A key policy design issue is whether generation from conventional natural gas power plants, as in those without any form of carbon capture and storage, should be eligible to receive partial payments or credits because they produce about half the smokestack CO2 emissions than coal power plants per unit of electricity. Providing incentives to build new gas power plants and pipelines, and continuing to allow upstream methane leakage when we need to achieve deep reductions in heat-trapping emissions in the next decade and beyond, are bad bets that are incompatible with our climate goals and would lead to major stranded assets and higher costs for consumers.
Here are 5 reasons why subsidizing gas under a CEPP is a bad idea:
1. Increasing gas use is incompatible with decarbonizing the power sector and broader economy
Recent deep decarbonization analyses project that most of the near-term reductions needed to meet economy-wide carbon reduction targets will come from the power sector because of the availability of low-cost alternatives like wind, solar, and energy efficiency to replace coal and gas.
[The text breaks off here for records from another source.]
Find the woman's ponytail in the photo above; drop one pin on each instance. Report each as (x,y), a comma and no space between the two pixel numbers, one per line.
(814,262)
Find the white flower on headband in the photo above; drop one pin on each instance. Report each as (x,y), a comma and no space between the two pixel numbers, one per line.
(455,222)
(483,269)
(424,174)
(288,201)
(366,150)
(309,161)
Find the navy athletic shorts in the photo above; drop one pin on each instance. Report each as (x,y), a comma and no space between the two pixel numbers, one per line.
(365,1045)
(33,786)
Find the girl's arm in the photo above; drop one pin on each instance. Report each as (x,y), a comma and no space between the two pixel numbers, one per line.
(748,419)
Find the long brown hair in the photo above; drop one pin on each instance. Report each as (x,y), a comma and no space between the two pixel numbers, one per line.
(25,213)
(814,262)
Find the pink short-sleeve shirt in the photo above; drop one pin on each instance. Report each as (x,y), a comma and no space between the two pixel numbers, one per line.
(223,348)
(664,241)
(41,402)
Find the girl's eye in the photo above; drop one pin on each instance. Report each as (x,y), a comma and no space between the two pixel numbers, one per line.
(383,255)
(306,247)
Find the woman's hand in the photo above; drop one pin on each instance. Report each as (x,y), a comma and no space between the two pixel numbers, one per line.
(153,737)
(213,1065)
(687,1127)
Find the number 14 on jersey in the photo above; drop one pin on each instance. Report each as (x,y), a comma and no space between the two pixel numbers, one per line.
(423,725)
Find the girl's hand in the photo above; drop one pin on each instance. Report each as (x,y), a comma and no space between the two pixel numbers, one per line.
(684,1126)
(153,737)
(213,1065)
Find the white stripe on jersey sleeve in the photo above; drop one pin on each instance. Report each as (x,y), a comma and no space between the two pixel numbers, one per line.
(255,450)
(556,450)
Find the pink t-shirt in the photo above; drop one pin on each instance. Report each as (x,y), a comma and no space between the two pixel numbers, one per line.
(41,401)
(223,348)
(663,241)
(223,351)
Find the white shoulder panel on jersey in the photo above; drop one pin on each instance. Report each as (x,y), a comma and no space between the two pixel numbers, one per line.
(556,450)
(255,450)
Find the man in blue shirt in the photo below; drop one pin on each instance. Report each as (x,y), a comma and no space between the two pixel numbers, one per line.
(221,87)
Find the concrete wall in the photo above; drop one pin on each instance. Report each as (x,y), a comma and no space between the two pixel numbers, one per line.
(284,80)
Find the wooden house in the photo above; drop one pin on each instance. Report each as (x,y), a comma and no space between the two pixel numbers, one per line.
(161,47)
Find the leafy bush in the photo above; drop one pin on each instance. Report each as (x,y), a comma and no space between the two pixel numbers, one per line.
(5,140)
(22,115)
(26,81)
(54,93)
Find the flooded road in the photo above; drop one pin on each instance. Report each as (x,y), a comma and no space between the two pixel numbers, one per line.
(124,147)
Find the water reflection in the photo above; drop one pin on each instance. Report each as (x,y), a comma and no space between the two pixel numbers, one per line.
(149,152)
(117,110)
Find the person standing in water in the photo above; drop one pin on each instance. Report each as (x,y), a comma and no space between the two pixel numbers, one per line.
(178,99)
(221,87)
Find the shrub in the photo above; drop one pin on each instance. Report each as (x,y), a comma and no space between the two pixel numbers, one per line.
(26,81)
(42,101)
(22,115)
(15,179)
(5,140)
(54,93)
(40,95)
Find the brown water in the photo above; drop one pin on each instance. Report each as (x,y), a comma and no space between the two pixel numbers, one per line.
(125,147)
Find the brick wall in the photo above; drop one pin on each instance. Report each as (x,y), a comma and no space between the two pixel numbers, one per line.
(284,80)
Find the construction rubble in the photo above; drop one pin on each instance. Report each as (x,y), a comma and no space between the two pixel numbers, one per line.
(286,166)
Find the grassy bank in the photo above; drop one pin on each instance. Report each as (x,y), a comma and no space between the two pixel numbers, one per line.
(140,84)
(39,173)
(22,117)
For example, a new UCS study released in July found that cutting U.S. power sector emissions 80 percent below 2005 levels by 2030 would be a key tool in meeting these broader economy-wide reduction targets. The power sector reductions were achieved by tripling renewable energy generation (primarily new wind and solar) from 20 percent US electricity generation in 2020 to nearly 60 percent in 2030, phasing out coal generation, and reducing gas generation from 40 percent in 2020 to 26 percent in 2030 (see Figure). Getting to 80 percent zero carbon would drive that level of gas generation even lower, and is a worthy target given the slow pace at which other necessary sectoral transitions have been advancing.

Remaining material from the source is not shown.